Pontianak – Gubernur Kalimantan Barat, Ria Norsan, menunjukkan langkah konkret dalam merealisasikan janji-janji kampanye yang disampaikan kepada masyarakat. Memasuki 100 hari kerja, sejumlah program prioritas yang menjadi bagian dari visi pembangunan Kalimantan Barat mulai terealisasi.
“100 hari merupakan langkah-langkah awal kami dalam melakukan kerja-kerja pembangunan. Ibarat olahraga lari, kami sprint untuk merealisasikan program strategis yang sudah direncanakan.
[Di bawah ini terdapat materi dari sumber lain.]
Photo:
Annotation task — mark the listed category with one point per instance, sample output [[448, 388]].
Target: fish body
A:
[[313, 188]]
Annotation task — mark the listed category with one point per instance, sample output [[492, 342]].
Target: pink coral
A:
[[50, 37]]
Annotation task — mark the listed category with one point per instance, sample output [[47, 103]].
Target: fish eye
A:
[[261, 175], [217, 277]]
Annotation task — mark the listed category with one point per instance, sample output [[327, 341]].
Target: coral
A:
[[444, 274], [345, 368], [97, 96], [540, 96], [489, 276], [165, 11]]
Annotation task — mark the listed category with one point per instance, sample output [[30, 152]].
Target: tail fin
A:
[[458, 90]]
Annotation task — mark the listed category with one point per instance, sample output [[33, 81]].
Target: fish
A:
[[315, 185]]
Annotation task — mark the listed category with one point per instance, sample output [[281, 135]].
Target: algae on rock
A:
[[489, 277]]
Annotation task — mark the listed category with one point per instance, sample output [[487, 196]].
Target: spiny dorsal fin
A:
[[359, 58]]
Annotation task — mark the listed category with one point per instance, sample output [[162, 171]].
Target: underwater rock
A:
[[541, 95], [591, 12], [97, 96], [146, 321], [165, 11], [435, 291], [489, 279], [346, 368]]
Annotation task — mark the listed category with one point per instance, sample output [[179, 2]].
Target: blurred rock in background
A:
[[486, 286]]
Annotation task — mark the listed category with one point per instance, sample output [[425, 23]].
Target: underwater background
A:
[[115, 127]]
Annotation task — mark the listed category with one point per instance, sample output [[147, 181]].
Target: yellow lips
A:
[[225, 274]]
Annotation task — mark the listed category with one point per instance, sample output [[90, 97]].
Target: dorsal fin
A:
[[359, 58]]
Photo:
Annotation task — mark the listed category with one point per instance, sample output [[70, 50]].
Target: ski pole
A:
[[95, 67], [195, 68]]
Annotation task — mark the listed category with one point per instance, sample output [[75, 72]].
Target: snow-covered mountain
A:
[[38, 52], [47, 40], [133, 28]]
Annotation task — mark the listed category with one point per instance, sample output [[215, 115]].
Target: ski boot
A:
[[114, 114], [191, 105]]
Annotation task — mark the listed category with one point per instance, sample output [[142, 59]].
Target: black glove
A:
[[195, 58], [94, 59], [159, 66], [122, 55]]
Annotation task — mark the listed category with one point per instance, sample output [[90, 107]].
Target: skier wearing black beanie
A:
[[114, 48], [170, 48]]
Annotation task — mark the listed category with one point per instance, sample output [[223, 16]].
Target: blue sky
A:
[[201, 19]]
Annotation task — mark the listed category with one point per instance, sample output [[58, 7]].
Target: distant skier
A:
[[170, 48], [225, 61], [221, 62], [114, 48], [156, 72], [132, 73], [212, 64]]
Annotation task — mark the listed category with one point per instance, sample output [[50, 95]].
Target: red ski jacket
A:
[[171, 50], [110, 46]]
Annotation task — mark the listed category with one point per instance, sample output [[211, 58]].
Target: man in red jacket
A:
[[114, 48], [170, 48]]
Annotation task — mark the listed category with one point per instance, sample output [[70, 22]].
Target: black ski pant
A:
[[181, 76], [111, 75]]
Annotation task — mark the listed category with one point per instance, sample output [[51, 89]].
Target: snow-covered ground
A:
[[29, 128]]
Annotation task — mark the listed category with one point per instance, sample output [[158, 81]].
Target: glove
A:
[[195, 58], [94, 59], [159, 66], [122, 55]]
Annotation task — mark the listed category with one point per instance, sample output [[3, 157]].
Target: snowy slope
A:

Kami berfokus pada program yang berdampak langsung kepada masyarakat,” kata Gubernur Norsan dalam keterangannya, Senin (2/6/2025).
Baca Juga: Keren, Pemkab Mempawah Gratiskan PBB-P2 bagi Objek dengan NJOP di Bawah Rp 25 Juta
Berikut rangkuman capaian-capaian penting Gubernur Norsan dalam 100 hari pertama masa kepemimpinannya:
Subsidi Beasiswa untuk Siswa Sekolah Swasta
Pemerintah Provinsi Kalimantan Barat telah merealisasikan program subsidi beasiswa bagi siswa yang bersekolah di lembaga pendidikan swasta. Program ini memberikan bantuan sebesar Rp100 ribu per bulan kepada siswa, sebagai bentuk dukungan terhadap pemerataan akses pendidikan dan meringankan beban biaya sekolah yang ditanggung masyarakat.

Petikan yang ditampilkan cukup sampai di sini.